O julgamento acabou sendo agendado para 2023 e ela teve que passar por um interrogatório.
após a promoção do boletim informativo
“Tomar depoimento foi a coisa mais assustadora que já fiz na minha vida. Parecia que eu estava caminhando para a forca ou como um animal num canto sendo atacado”, disse ela.
Quando o julgamento terminou, o autor do crime foi considerado culpado por unanimidade e condenado a 19 anos.
A comissária das vítimas para Inglaterra e País de Gales, Lady Newlove, saudou o relatório, afirmando: “As longas esperas pela justiça estão a prejudicar as vítimas e o seu bem-estar, ao mesmo tempo que põem em risco as suas hipóteses de obter justiça. Muitas vezes, as vítimas ficam frustradas e no escuro – algumas até se arrependem de terem se envolvido com o sistema.”

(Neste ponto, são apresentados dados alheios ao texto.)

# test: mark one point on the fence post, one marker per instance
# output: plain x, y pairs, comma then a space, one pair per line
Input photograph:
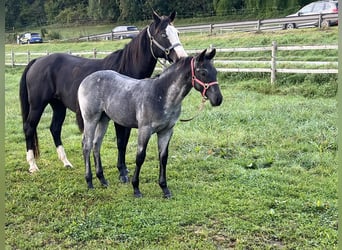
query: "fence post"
273, 62
95, 53
12, 57
258, 26
28, 57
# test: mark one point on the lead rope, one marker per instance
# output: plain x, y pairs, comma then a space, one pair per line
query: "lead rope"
200, 108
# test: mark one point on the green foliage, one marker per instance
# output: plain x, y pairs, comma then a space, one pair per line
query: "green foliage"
22, 14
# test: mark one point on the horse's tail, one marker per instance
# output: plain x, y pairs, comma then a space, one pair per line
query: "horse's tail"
79, 118
25, 106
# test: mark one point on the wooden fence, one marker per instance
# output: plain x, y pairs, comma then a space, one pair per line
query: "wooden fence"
249, 26
271, 66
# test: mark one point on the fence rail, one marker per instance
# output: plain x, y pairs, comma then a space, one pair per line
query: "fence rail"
272, 66
255, 25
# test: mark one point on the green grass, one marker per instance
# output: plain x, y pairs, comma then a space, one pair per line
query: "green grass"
258, 172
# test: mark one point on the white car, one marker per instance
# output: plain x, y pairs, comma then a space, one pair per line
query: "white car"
315, 8
122, 32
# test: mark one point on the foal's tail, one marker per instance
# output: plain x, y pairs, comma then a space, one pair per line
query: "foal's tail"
79, 118
25, 106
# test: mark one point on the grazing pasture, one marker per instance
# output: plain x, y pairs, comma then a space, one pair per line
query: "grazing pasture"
258, 172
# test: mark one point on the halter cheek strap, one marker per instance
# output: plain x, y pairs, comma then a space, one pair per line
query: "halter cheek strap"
195, 79
155, 42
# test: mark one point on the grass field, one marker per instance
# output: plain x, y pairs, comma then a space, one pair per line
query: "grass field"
258, 172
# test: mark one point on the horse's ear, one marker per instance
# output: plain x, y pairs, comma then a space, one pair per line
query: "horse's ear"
172, 16
201, 56
156, 17
211, 54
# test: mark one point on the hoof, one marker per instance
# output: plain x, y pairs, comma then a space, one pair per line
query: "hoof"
33, 170
104, 184
124, 179
168, 195
137, 194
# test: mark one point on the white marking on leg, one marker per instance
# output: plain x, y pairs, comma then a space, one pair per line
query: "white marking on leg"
62, 156
32, 162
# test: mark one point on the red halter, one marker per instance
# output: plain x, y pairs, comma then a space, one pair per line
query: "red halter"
195, 79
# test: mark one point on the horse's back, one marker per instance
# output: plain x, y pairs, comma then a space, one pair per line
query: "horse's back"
115, 94
58, 76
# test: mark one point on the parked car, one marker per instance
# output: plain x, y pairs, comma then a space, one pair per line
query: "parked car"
30, 38
314, 8
122, 32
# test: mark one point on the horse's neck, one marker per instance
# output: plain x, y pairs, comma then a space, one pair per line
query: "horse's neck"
135, 60
177, 81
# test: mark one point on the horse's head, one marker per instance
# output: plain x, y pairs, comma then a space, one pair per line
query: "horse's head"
164, 40
204, 77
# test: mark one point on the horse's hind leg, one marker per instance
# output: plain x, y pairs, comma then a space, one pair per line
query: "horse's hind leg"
30, 131
59, 112
99, 134
122, 136
143, 138
163, 148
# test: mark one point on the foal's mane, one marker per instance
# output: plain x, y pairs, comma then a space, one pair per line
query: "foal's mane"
120, 59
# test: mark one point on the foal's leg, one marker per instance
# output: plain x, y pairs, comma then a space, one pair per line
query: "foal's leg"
87, 144
143, 138
99, 134
59, 112
163, 149
122, 136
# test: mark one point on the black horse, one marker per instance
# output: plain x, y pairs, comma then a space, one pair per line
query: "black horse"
54, 80
151, 105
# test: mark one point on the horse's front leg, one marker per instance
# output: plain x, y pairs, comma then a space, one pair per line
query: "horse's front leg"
143, 138
122, 135
59, 112
163, 150
99, 134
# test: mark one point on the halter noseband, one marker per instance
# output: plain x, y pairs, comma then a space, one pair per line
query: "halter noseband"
195, 79
155, 42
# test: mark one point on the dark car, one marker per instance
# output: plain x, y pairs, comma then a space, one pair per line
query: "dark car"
314, 8
30, 38
122, 32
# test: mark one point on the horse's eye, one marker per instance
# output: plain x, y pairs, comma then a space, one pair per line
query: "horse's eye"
202, 72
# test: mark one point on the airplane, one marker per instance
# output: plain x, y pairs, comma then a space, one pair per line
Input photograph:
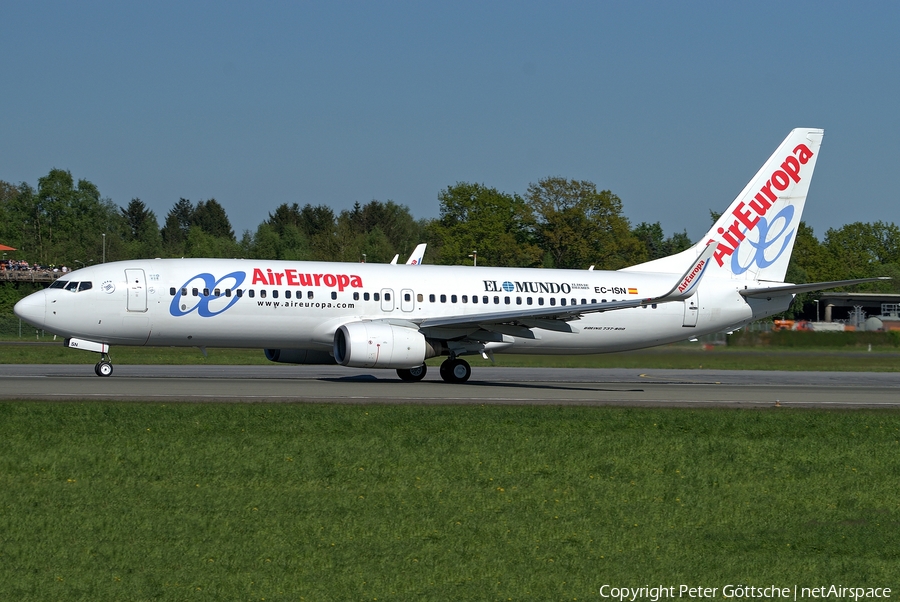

Katie Kempen, executiva-chefe do Apoio à Vítima, disse: “O processo judicial é, simplesmente, exigir demais das vítimas-sobreviventes. Aqueles que vão a tribunal ficam a lidar não só com o impacto do crime, mas também com a sua experiência no sistema de justiça criminal.
“O processo está a traumatizar novamente as pessoas e a prejudicar profundamente a sua saúde mental – muitos lamentam ter denunciado o crime à polícia. Esta investigação deve ser um catalisador para a mudança – as vítimas-sobreviventes estão a pagar um preço demasiado elevado pela justiça.”
O Ministério da Justiça foi procurado para comentar.